Already the end of summer and I feel like I just was writing about the beginning. I last posted about nights in Crete and yet afterwards, there was a ferry to the Mani peninsula, drives around the coast of Greece, a taxi on the highway to Athens, and boat rides in the Saronic gulf where we moored by islands and swam. All too suddenly, Samantha and I were on a flight home. The same day I arrived home in New York, Christina drove in from North Carolina and within two days we were driving to camp and a new summer home.
There began nights of falling asleep in the smell of bug spray and wood fire, the days of showerhouses and dining hall food, days of horses and children. I was there to teach horseback riding five hours a day and the other 19 hours a day, I lived with seven ten-year-olds as a counselor. We became a part of so much there: camp life and night swimming, being active and outdoors, incredible friends and days off going skydiving and cliffdiving, lounging on beaches and driving long drives.

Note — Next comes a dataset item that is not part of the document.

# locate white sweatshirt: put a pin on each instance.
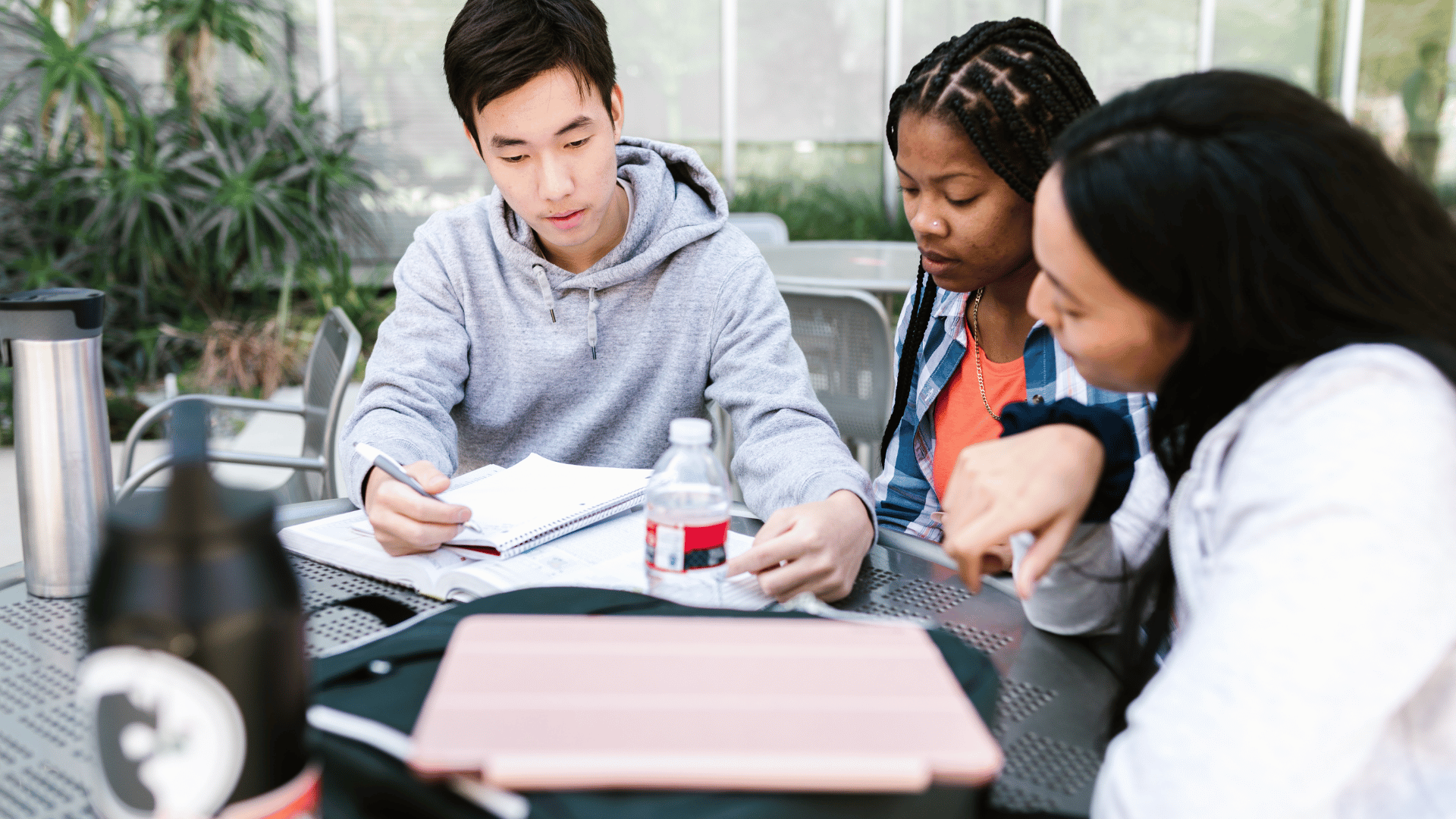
(1313, 667)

There’s too much to account for that’s happened between Samantha and my homeless night in Crete (my last post) and right now… but I want to say, this summer I’ve had opportunity to grow so much. I applied and got a job in South Korea. I turned the job down. I knew I was waiting for something that would click with me and feel exactly like I wanted to do it, no reservations, just that feeling of being right. I interviewed some more and interviewed and interviewed for jobs… in between teaching and caring for children all summer… and nothing I found felt perfect. Camp ended with tears and goodbye to many people I have come to love so much. Like planned, I went forward with my unemployment and embraced the next move forward. I went to see my mother and sister in our house in Maine. There, I found out that the Maine Sea Coast Mission was searching for someone to fill an AmeriCorps position helping with their EdGE program. I immediately said NO to myself and to my mother who was encouraging the move. Live in Maine? Talk to trees? Be cold all winter? Then I applied. Then I interviewed. Then I felt everything that hadn’t felt right with the other jobs I’d found: that instinct, gut. I knew it was perfect and what I wanted to do. CLICK.

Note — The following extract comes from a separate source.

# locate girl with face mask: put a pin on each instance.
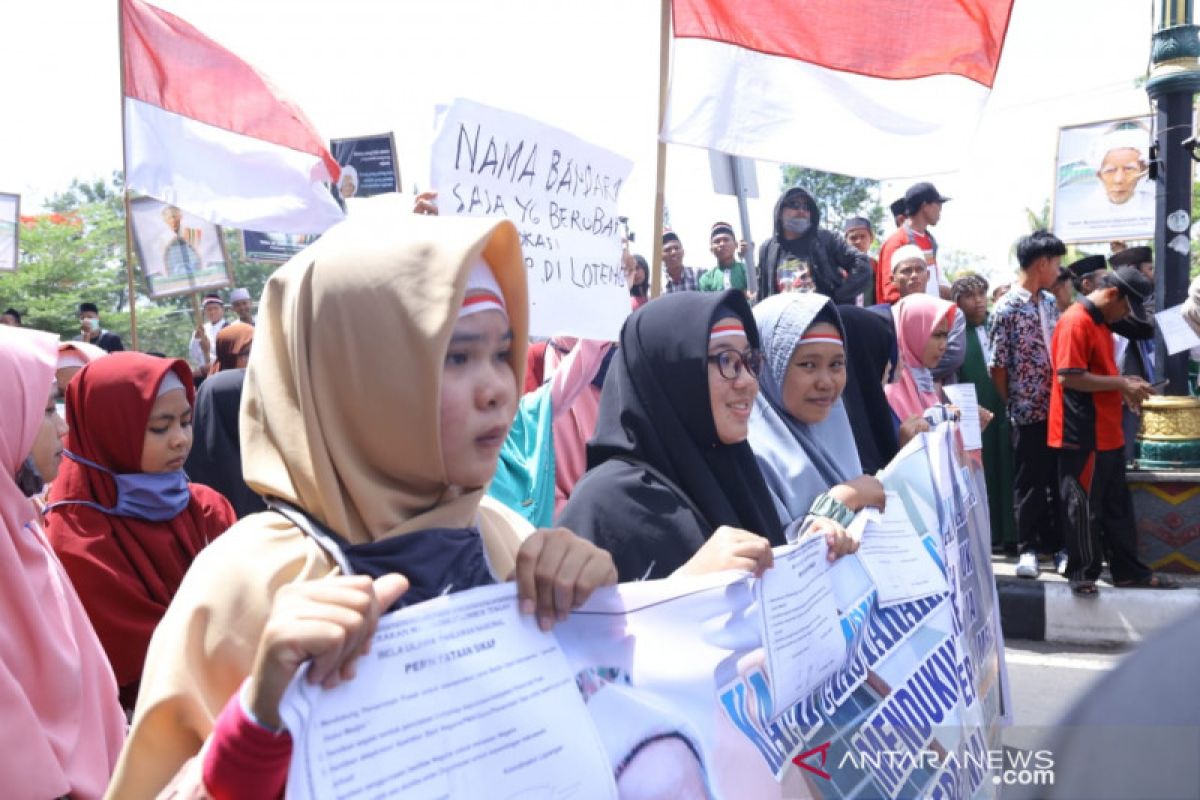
(63, 725)
(121, 515)
(373, 462)
(923, 326)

I said yes and accepted the position within two days of finding out about it. I start September 9th. I’m moving into my family’s old house and keeping our cat, Smudge. I’ll be tutoring, mentoring, and helping with afterschool programs. I’ll be cold, maybe, (who am I kidding? definitely cold!) in winter but the opportunity of this thrills me so much and I’ve never said YES to something with such an inner assurance that it’s right, perfect. My brother-in-law says it jives with my “do-gooder-ness.” More than that, Christina mentioned, this is actually my community, here in Maine. I’ve spent every summer (except ’09 and ’10) of my life here– here’s where I learned to ride and became family to so many people. It’s where I go to the town library and run into someone I know, like the mom of a girl I grew up with, and it’s where I helped the neighbors with their gardens and buried family pets, skated on the pond in winter, and broke my arm in the chicken coop. It’s where I’ve built a lot of life and never truly given back. Christina says to me the other day, you’ve had the privilege and now it’s your chance to come back and that’s kind of beautiful.
Or as I like to say, it makes me want to write something down.
Tomorrow, Christina and I leave on a week roadtrip to Canada with a tent and some couchsurfing cred and then it’s back to NYC for a hot second before I pack to move to Maine. Here we go. For now, Prince Edward Island, here we come!